Karena jujur, kemarin kupakai biji kopi baru yang berbeda dari kopi biasanya yang kujual. Jadi aku perlu pendapatnya, "Bagaimana?" desakku kesekian kalinya.

"Kalau begini bagaimana?" Jayden malah menjauhkan kopinya, mataku membulat karena rasa kejut, jantungku berdentum dengan kacau saat sedetik lalu Jayden meraih pinggang dan mengangkatku menuju meja. Pantas saja ia tadi memindahkan gelas yang setengah penuh itu kemeja sebelah kanan.

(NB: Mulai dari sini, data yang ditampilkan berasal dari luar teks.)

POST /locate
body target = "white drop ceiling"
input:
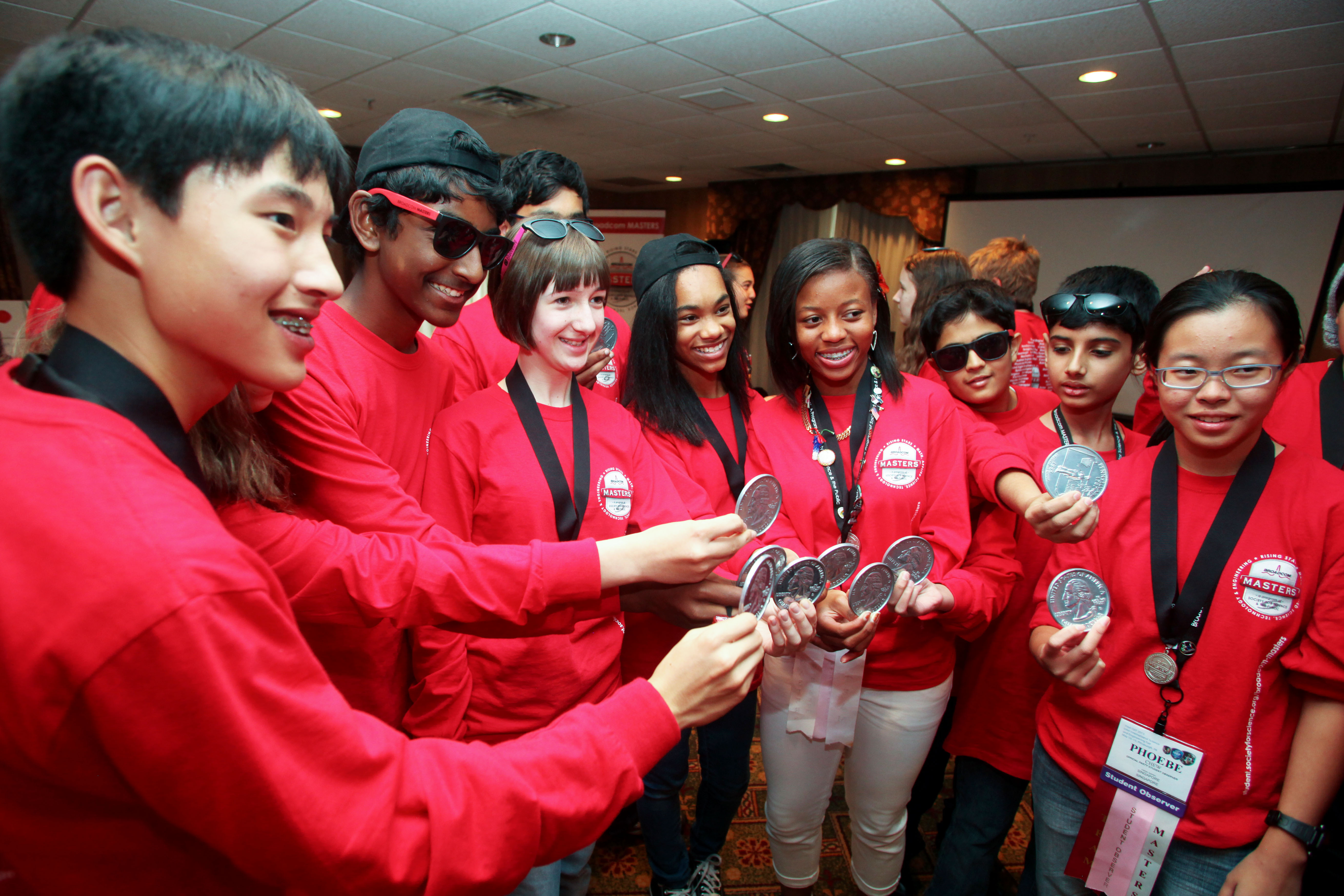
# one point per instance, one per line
(937, 83)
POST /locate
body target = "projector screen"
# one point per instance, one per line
(1283, 236)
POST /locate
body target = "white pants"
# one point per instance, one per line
(892, 739)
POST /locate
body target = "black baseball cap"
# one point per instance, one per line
(420, 138)
(664, 256)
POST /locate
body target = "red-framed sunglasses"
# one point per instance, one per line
(453, 237)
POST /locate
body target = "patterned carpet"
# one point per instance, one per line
(620, 867)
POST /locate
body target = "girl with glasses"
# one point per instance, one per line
(1221, 651)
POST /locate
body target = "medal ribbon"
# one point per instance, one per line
(1332, 414)
(1182, 616)
(1066, 437)
(867, 406)
(732, 467)
(569, 510)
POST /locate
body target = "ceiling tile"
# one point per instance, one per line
(647, 68)
(1308, 135)
(521, 33)
(980, 90)
(1276, 86)
(869, 104)
(1081, 37)
(1140, 101)
(991, 14)
(569, 86)
(642, 108)
(811, 80)
(1277, 52)
(455, 17)
(1198, 21)
(174, 19)
(361, 26)
(417, 84)
(311, 54)
(851, 26)
(1144, 69)
(662, 21)
(937, 60)
(1295, 112)
(746, 46)
(471, 58)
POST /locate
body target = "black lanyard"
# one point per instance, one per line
(1182, 617)
(732, 467)
(569, 511)
(848, 502)
(1066, 437)
(1332, 414)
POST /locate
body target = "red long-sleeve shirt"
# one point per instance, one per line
(167, 730)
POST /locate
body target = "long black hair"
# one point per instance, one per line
(655, 390)
(811, 260)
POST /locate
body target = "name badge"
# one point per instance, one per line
(1136, 807)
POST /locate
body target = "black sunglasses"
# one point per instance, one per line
(1096, 304)
(453, 237)
(991, 347)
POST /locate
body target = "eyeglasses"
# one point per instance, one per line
(991, 347)
(1244, 377)
(1096, 304)
(453, 237)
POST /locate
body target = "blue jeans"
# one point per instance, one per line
(1189, 871)
(566, 878)
(987, 805)
(725, 774)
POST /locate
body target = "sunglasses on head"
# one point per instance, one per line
(453, 237)
(991, 347)
(1096, 304)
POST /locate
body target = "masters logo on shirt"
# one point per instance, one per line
(1267, 586)
(615, 492)
(900, 464)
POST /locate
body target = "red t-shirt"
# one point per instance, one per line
(1260, 649)
(1296, 418)
(167, 730)
(1030, 369)
(914, 483)
(1001, 682)
(355, 435)
(482, 357)
(487, 486)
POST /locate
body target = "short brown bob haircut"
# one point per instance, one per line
(538, 265)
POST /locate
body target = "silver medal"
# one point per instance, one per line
(912, 554)
(1160, 668)
(1074, 468)
(872, 589)
(759, 504)
(1078, 598)
(772, 551)
(841, 562)
(759, 588)
(804, 580)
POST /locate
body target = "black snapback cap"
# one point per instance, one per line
(420, 138)
(664, 256)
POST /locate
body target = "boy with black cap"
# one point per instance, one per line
(541, 185)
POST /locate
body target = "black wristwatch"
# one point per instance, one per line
(1311, 838)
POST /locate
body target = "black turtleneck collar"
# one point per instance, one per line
(88, 369)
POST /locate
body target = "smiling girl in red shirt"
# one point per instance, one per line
(1226, 618)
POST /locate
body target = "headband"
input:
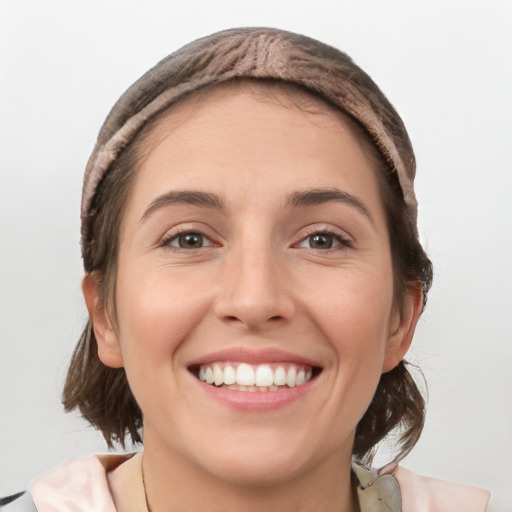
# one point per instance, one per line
(262, 53)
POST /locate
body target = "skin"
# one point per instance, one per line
(259, 282)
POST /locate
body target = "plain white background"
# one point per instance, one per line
(445, 65)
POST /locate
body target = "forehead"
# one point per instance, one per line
(254, 148)
(243, 100)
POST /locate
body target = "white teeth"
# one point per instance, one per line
(280, 376)
(218, 375)
(229, 375)
(245, 375)
(291, 377)
(264, 375)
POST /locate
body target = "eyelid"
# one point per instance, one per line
(181, 229)
(344, 239)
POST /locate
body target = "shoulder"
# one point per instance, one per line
(396, 489)
(80, 482)
(20, 502)
(426, 494)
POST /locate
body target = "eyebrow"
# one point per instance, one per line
(318, 196)
(298, 199)
(192, 197)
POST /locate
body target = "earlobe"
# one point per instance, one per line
(400, 338)
(109, 350)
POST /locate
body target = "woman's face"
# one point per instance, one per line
(253, 254)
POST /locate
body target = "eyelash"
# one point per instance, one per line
(175, 235)
(340, 241)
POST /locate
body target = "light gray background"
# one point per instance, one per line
(447, 68)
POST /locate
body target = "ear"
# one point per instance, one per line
(402, 330)
(109, 350)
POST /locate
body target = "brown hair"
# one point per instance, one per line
(103, 395)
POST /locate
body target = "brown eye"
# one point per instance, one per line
(321, 241)
(190, 240)
(324, 240)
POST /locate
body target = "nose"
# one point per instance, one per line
(255, 292)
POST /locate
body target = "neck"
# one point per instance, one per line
(175, 484)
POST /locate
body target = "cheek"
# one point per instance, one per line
(353, 315)
(158, 309)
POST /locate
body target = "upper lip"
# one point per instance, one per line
(253, 356)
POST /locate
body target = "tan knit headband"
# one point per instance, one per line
(255, 53)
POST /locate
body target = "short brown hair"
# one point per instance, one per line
(103, 395)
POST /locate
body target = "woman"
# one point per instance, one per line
(253, 281)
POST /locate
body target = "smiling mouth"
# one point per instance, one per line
(255, 378)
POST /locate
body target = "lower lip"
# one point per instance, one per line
(256, 400)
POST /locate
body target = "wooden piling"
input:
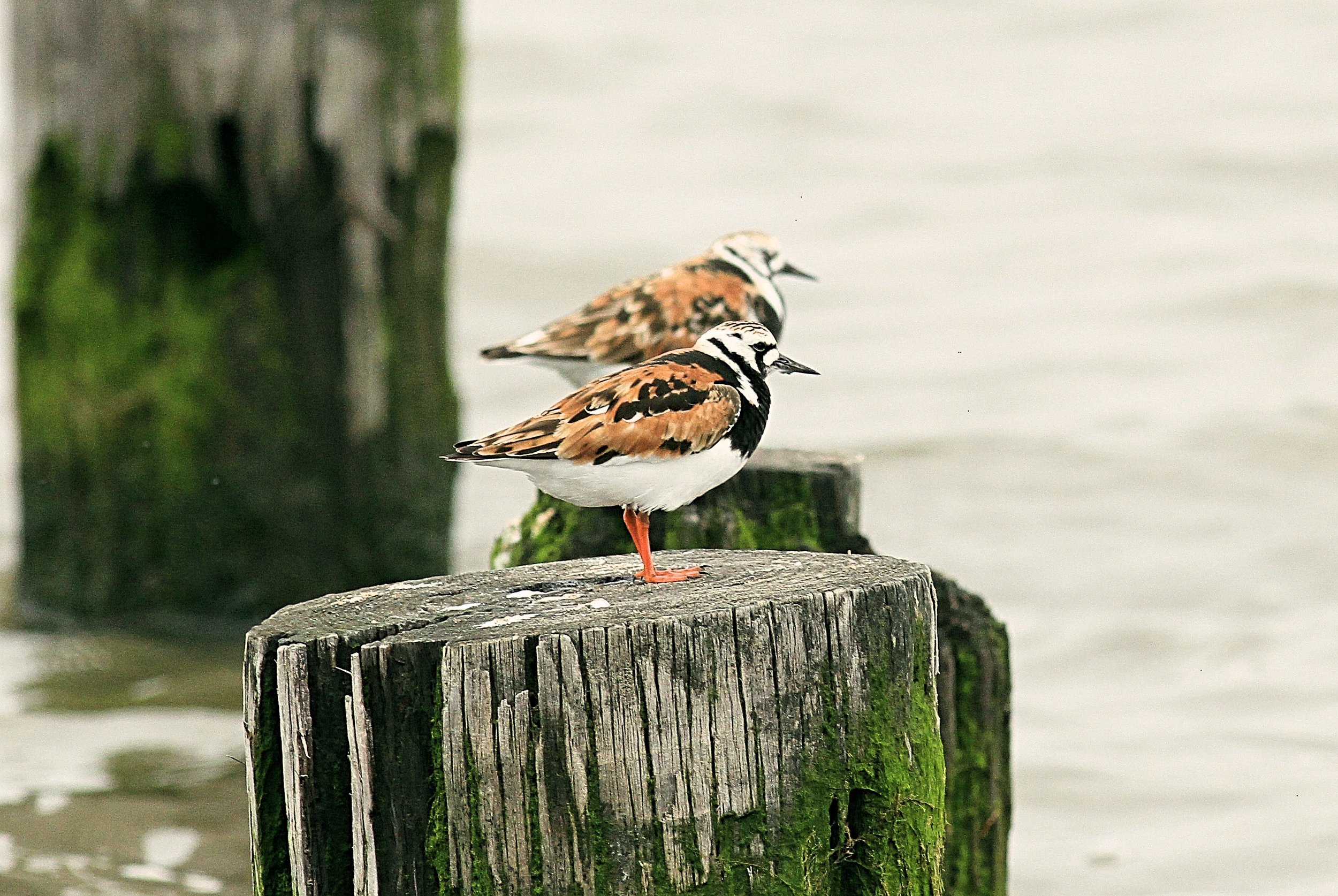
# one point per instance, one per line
(231, 317)
(770, 728)
(810, 500)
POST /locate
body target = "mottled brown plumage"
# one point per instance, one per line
(644, 317)
(656, 411)
(670, 309)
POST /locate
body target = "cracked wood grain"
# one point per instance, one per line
(528, 742)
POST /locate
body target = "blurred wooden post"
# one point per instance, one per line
(561, 729)
(810, 500)
(231, 300)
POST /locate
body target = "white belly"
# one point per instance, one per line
(641, 484)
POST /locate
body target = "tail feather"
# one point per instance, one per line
(498, 352)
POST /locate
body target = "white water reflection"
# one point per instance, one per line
(1079, 307)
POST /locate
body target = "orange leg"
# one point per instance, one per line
(638, 525)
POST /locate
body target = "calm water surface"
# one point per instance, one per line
(1079, 309)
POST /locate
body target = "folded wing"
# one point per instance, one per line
(649, 412)
(640, 318)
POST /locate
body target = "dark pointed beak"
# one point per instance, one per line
(790, 366)
(794, 272)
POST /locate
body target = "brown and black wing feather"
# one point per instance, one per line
(656, 411)
(643, 317)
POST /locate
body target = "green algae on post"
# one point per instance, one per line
(229, 296)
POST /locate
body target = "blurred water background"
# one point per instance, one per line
(1079, 310)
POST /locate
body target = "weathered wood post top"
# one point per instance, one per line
(560, 728)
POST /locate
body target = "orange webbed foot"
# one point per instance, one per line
(660, 577)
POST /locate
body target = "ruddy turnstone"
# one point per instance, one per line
(641, 318)
(649, 438)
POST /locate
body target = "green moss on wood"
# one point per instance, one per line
(183, 396)
(975, 668)
(777, 508)
(271, 868)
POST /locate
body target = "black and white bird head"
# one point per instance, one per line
(755, 253)
(750, 350)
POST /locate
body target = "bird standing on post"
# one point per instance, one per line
(641, 318)
(653, 436)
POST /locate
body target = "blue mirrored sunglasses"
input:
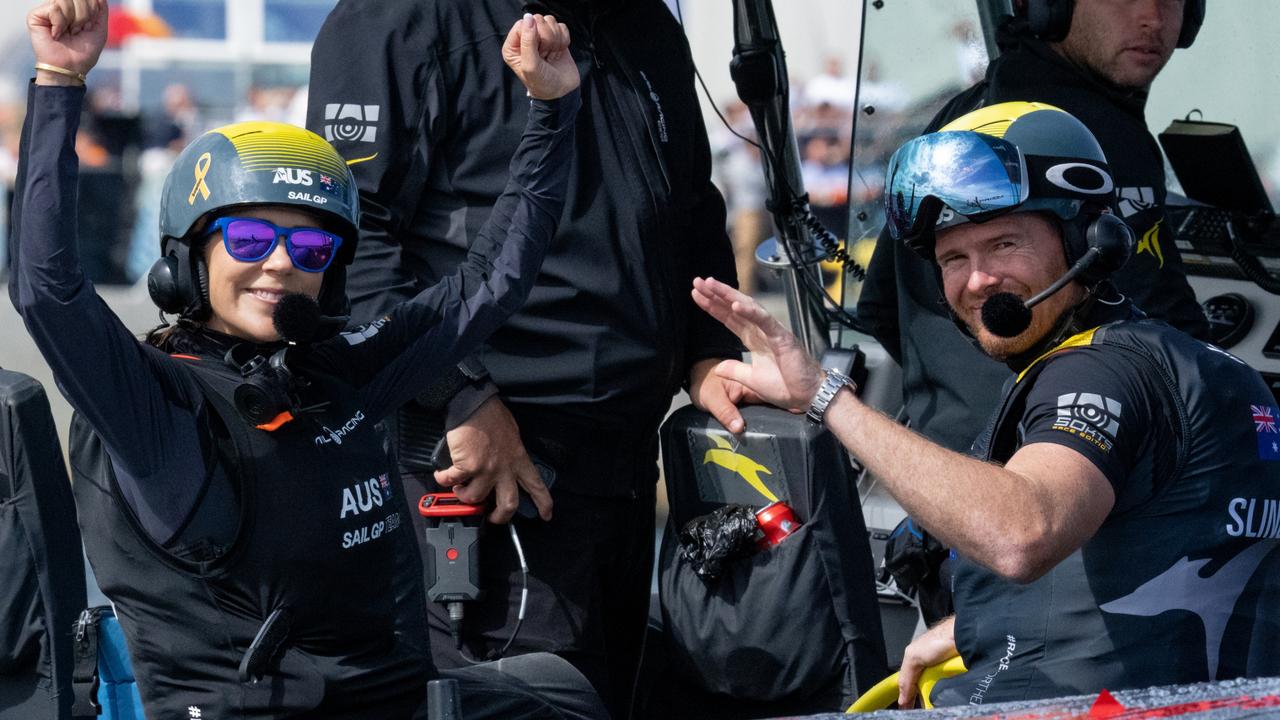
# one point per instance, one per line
(250, 240)
(974, 174)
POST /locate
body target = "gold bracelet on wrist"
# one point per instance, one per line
(60, 71)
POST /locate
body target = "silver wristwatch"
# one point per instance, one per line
(827, 392)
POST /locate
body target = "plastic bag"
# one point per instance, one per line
(711, 541)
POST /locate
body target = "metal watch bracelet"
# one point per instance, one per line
(827, 391)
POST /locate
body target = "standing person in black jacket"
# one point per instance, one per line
(251, 548)
(1100, 67)
(588, 368)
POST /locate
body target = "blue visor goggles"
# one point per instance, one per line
(976, 176)
(250, 240)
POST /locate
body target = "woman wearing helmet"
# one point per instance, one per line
(231, 483)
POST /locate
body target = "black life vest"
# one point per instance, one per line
(1182, 587)
(319, 534)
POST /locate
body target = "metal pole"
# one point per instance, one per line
(759, 72)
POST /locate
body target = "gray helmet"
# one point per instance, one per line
(252, 163)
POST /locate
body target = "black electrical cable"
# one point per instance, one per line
(524, 601)
(799, 212)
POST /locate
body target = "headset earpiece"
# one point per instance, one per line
(200, 308)
(1048, 19)
(1051, 19)
(1112, 238)
(178, 283)
(163, 285)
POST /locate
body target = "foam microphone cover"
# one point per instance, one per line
(296, 318)
(1005, 314)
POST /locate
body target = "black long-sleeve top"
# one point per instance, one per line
(145, 405)
(421, 109)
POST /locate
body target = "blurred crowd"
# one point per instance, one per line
(124, 158)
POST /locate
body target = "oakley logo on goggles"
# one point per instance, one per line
(974, 174)
(250, 240)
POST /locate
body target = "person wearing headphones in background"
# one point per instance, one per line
(236, 499)
(1119, 524)
(1096, 59)
(581, 377)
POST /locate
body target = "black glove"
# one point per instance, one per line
(913, 556)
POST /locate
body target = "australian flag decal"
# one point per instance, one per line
(1265, 418)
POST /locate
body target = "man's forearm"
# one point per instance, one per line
(988, 514)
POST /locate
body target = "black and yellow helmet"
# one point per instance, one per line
(1000, 159)
(252, 163)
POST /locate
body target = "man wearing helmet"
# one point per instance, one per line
(1118, 525)
(1095, 59)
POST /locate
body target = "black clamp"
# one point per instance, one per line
(266, 646)
(85, 678)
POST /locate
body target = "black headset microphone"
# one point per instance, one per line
(1008, 315)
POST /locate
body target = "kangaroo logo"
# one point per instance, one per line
(1182, 587)
(741, 465)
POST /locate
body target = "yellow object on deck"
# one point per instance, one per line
(885, 692)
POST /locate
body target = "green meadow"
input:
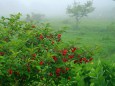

Jagat yang kutinggali sekarang terasa berhenti berputar. Caranya menatapku, hingga membuat manik kami menyelam satu sama lain benar-benar membuatku kehilangan pijakan. Yah jelas, kakiku memang menggantung jauh dari lantai.

Lantunan lagu A Thousand Years yang romantis, mendadak terputar di radio kedai. Ya ampun! dari jarak seperti ini Nathan terlihat berbeda sekali lebih... lebih mematikan.

Surai hitam legam yang diberi sapuan pomade dengan tatanan poni yang disisir ke belakang.

Kemudian menampilkan kening dengan hidung tegasnya itu, membuat kinerja pompaan darahku aktif sekali. Aku melakukan upaya pembebasan diri.

Namun kedua kaki-ku tidak sanggup bergerak lagi, sebab ia menghimpit dengan kuat diantara tungkainya sendiri. Tanganku? Langsung keduanya ditahan Jayden.

Entahlah rasanya imanku tidak setebal itu untuk membangun reaksi; semacam tamparan, dikala pikiranku telah terhipnotis jauh.

Jayden sedikit mendongak padaku ketika kembali mengulang kalau."Aku harus bagaimana jika kau menatapku seperti itu." Kini giliranku yang berkeluh, sebagai upaya agar Jayden berhenti.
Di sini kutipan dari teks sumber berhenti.